Globus Medical - San Diego, CA
posted 16 days ago
Full-time - Senior
San Diego, CA
Miscellaneous Manufacturing
About the position
The Lead Clinical Project Manager (CPM) is responsible for overall coordination and management of assigned clinical studies and projects. They are accountable for the project scope, timelines, and budget to ensure key milestones are achieved and studies are performed within budget, on schedule and in compliance with the appropriate standards. The CPM also supports the generation of scientific manuscripts, abstracts and posters as needed.
Responsibilities
- Foster relationships with surgeons, sales representatives, and clinical teams to gain input into study design, evaluate study feasibility, and identify sites for study execution or data collection for the assigned study.
- Lead the designing and reviewing of all study documents for the assigned study, including the clinical study protocol in collaboration with Medical Affairs, case report forms and subject questionnaires, informed consent forms, electronic data capture (EDC) system, and other study tools.
- Set and manage project budgets, communicate deviations from budget projections, and propose solutions for budget deviations. Oversee timely processing of site payments for assigned study.
- Lead sponsor study start-up process, including but not limited to the conduct of the internal study kick-off meeting, finalization of site and vendor (as applicable) agreements/budgets, and site qualification.
- Oversee the study start-up process study-wide, including IEC/IRB submissions and related communications, such as study kickoff webinars or investigator meetings.
- Act as a corporate liaison with assigned study sites.

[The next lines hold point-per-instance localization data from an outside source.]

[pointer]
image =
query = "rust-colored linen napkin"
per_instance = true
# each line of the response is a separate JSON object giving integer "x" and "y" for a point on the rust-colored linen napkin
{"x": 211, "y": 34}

Demonstrate a high level of product and procedure knowledge to support study-related questions and provide site training independently.
- Ensure site compliance with applicable regulatory requirements, including on-time submission of IEC/IRB reviews and communications, obtaining subject signatures on each applicable consent form (as applicable), and timely submission of sponsor-generated documents.

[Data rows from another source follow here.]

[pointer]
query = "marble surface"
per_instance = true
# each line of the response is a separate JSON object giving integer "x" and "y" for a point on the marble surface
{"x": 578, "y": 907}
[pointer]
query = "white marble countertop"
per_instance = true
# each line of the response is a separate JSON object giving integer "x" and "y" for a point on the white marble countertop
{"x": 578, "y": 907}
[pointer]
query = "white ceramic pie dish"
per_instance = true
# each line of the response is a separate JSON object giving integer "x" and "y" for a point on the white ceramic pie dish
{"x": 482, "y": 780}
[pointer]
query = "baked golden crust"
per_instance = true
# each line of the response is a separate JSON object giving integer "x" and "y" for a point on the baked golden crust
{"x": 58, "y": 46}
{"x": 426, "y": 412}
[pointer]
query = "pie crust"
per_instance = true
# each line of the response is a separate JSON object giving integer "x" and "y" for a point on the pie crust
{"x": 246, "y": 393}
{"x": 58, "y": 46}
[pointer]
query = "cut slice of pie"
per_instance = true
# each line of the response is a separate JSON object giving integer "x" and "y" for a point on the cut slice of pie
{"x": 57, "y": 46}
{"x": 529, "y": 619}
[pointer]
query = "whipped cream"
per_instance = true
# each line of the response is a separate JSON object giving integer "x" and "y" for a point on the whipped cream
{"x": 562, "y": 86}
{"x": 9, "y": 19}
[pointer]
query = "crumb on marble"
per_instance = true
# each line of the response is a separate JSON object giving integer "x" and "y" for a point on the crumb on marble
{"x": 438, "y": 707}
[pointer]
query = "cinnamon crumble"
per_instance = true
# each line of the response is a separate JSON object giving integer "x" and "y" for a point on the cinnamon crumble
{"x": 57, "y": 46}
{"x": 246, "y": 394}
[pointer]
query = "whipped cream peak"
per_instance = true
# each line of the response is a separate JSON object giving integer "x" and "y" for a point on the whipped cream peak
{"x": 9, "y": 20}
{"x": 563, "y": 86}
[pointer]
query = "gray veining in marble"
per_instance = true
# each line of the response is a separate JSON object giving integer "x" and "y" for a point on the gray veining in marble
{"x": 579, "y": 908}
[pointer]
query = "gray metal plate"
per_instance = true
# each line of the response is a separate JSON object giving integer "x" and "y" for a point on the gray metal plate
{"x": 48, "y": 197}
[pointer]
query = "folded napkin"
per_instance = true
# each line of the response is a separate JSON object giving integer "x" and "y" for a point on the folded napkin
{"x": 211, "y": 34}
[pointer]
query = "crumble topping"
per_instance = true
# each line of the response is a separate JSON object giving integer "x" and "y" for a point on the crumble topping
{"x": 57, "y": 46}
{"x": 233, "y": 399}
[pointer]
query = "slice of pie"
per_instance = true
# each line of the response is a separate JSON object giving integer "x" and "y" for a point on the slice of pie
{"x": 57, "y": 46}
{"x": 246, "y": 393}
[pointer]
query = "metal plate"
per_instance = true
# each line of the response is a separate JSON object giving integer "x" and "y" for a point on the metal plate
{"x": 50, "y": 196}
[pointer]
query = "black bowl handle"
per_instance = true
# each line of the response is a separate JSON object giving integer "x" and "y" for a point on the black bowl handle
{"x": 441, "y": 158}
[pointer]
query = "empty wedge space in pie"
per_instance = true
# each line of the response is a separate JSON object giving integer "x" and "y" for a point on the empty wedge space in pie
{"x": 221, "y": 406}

- Conduct remote and on-site monitoring including site qualification visits, site initiation visits, interim monitoring visits, and closeout visits. Activities associated with site visits include: with the study site prior to and after the visit, review IEC/IRB documentation, perform data verification in EDC, ensure protocol and follow-up visit compliance, and generate comprehensive monitoring reports in a timely manner.
- Together with Data Management, generate and ensure resolution of queries and track return. Work with team to create databases and data tracking tools. Ensure effective utilization of the EDC system.
- Identify, evaluate, and ensure all protocol deviations or violations and complications are properly documented and reported to the appropriate authority in the correct time frame, adequately followed, and communicated per company SOPs and regulatory requirements. Proactively seek solutions to mitigate future deviations or violations.
- Produce clear, accurate, and well-written documents and contribute to appropriate interpretation and dissemination of all evidence generated, including abstracts, manuscripts, and Clinical Study Reports (CSR), as assigned.
- Act as the primary point of contact of leadership and oversight (as required) for the assigned study. Provide comprehensive updates on study status; communicate relevant information to research and other project team members, including Regulatory Affairs, Quality Assurance, Marketing, Product Development, Sales, Finance, and Legal.
- Oversee performance of CROs and third-party vendors to ensure compliance with study protocol and in accordance with scope of work and in accordance with corporate timelines.
- Lead problem solving and resolution efforts. Provide proactive and creative recommendations on how to meet goals and handle identified risks and deviations. Look for opportunities to expand and deepen clinical study process expertise across study teams and external partners and make decisions on process and issues affecting study implementation and execution.
- Maintain study data and files in accordance with ICH, GCPs, FDA requirements and company specific SOPs. Perform periodic audits of the Central Clinical Files.
- Contribute to the development of others by acting as a coach for peers as well as new CRAs, study team members, and business partners on aspects of clinical trial process and regional specificities while maximizing shared learning.
- Maintain strong understanding of evolving post-market evidence requirements (i.e., FDA and EU Medical Device Regulation (MDR)).
- Assist research and other project team members in additional responsibilities as required.
Requirements
- Understanding of medical terminology.
- Effective communication, organizational, interpersonal, and leadership skills.
- Working knowledge of FDA, EU MDR requirements, and ISO14155 for clinical trial conduct.
- Excellent computer skills, particularly with database applications are required. Proficient and accurate with word processing (Word), spreadsheets (Excel), presentation programs (PowerPoint), and EDC systems.
- Bachelor's degree in life science, biological science, or equivalent and 8+ years' experience in clinical trials. Demonstrated track record of effective clinical study site management.
Benefits
- Equal Employment Opportunity: Globus Medical is an equal opportunity employer. All applicants will receive consideration for employment without regard to race, color, religion, gender, sexual orientation, age, disability, marital status, pregnancy, national origin or citizenship. We are committed to a diverse workforce. We value all employees' talents and support an environment that is inclusive and respectful.